Over at Scary Mommy, Rita Templeton rattles off a list of practical things she learned in high school. You know, the typical stuff most high schoolers learn, like “my social studies teacher would ask no questions if you asked to leave his class because of ‘female problems.’” Among other things Templeton, a mother of four, wishes high school had taught her the following:
How to cook a decent meal
How to maintain and fix your sh*t
How to fix sh*t made of fabric
How NOT to be a financial idiot
In other words, Templeton wishes her public education had included the following three life courses all but dead in today’s “Common Core” society: home economics, wood shop and metal shop.
Sound familiar? I have the feeling Templeton isn’t the only one who wishes high school provided a level of practical, real-world knowledge that would have been helpful, not just to us parents, but to us as young adults striking out on our own.
As the personnel specialist for a public school district in New Jersey, I was once tasked with developing a schedule for a substitute covering one of two remaining home economics teachers. “Do they still teach home ec?” I asked my boss. “Only to the special education students,” she replied. “We try to give them practical skills so they can potentially function well in group-home environments.” Because only the most severely disabled of students will ever need to know how to cook for themselves, obviously.
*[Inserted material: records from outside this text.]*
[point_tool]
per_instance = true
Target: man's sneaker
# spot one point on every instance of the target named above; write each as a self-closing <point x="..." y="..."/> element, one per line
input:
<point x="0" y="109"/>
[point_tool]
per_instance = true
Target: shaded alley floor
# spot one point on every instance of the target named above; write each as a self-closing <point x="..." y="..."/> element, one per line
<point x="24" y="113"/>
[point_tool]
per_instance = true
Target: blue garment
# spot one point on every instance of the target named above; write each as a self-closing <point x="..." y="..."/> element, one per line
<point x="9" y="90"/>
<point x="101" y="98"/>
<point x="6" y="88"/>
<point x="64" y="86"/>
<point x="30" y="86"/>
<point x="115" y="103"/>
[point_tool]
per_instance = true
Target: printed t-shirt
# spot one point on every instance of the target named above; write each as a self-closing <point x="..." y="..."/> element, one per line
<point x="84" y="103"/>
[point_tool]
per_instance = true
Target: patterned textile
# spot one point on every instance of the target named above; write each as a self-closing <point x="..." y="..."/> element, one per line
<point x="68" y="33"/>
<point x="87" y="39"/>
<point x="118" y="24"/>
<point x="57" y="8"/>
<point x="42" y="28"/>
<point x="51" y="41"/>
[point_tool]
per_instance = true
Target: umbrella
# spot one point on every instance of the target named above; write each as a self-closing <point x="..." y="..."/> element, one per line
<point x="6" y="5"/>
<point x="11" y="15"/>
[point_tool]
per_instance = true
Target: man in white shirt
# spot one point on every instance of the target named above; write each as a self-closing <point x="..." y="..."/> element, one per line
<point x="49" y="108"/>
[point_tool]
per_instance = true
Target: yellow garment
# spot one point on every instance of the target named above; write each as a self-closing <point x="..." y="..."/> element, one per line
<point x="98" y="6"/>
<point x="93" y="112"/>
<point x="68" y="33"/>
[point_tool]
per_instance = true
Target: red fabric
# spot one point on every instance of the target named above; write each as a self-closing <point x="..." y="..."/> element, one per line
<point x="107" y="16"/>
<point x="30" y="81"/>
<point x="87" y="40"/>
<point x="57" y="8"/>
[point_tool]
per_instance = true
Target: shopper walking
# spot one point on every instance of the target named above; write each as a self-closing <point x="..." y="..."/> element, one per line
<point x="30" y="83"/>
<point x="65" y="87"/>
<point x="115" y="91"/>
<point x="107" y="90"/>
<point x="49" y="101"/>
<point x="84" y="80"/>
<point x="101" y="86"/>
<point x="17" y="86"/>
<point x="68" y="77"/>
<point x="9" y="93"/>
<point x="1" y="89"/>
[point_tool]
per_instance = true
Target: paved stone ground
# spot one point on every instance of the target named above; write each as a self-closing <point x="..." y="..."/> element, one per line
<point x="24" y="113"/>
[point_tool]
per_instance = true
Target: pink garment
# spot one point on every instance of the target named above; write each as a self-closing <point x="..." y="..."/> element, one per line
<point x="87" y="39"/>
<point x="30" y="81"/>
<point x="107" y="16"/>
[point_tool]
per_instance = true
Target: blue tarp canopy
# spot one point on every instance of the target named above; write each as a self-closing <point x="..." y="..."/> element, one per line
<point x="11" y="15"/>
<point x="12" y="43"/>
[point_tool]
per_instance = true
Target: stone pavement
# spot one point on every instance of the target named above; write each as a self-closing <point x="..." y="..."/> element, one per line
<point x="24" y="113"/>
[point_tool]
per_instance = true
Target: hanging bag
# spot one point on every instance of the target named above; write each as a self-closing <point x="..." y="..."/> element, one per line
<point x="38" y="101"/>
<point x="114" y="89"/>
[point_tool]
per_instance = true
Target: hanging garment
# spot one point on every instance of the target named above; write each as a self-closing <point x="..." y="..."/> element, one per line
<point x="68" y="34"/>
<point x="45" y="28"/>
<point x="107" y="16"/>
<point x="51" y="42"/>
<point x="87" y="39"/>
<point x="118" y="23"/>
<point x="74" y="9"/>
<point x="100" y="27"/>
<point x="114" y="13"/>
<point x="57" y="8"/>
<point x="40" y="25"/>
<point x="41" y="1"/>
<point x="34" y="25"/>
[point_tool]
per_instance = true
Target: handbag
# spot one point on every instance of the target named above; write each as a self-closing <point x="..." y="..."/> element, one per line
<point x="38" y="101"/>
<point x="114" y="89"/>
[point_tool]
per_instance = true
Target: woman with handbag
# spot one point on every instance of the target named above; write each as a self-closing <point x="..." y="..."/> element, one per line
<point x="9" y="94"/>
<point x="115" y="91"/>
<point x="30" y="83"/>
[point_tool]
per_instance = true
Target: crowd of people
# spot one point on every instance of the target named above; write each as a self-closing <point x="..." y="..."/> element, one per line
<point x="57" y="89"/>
https://www.pinterest.com/pin/515451119822785322/
Writing in the Wall Street Journal, Christine Gross-Loh chronicled her family’s experience living in Japan, where the state curriculum weighted home economics an equal to the arts and sciences, and for good reason:
In the U.S., Family and Consumer Sciences (the latest name for what most of us call home economics) is either mandated for a brief few weeks once during a child’s entire education, or is an elective at schools lucky enough to have a FACS teacher on board. Cooking and nutrition units—arguably the most essential (and fun) part of home economics—have practically disappeared.
But classes like home economics, woodworking, art or music are about more than learning to play a recorder, plan a menu or thread a needle. They foster concrete know-how, as well as the confidence to improvise. They teach children to make good choices, take the initiative and make connections. When a student measures the dimensions of a bookcase, he is learning math and geometry in a hands-on, applicable way. When Benjamin embroidered his dishtowel he was tapping into an engrossing creative process.
As for vo-tech related classes like wood shop and metal shop, most of those have been moved out of regular school classrooms and relegated to county vocational-technical schools that, once again, often cater to the less academically inclined students. You know, the guys and gals who wind up owning their own construction firms and plumbing companies by the time they’re in their 30s.
The school district I used to work for got rid of their auto shop not that long ago. They turned it into a robotics laboratory. Robotics, one of the buzzwords behind the buzz-acronym STEM, are all the rage now, with nerds building robots and taking them to regional competitions. Are they able to apply their robotics knowledge to fixing a car? Perhaps, but that’s something they’ll learn in college. Or, something they’ll wish they had learned in high school when they wind up paying one of those “dumb” kids for a brake job.
Templeton’s riff isn’t just entertaining; it’s a valuable lesson for parents concerned about their own child’s education, or lack thereof.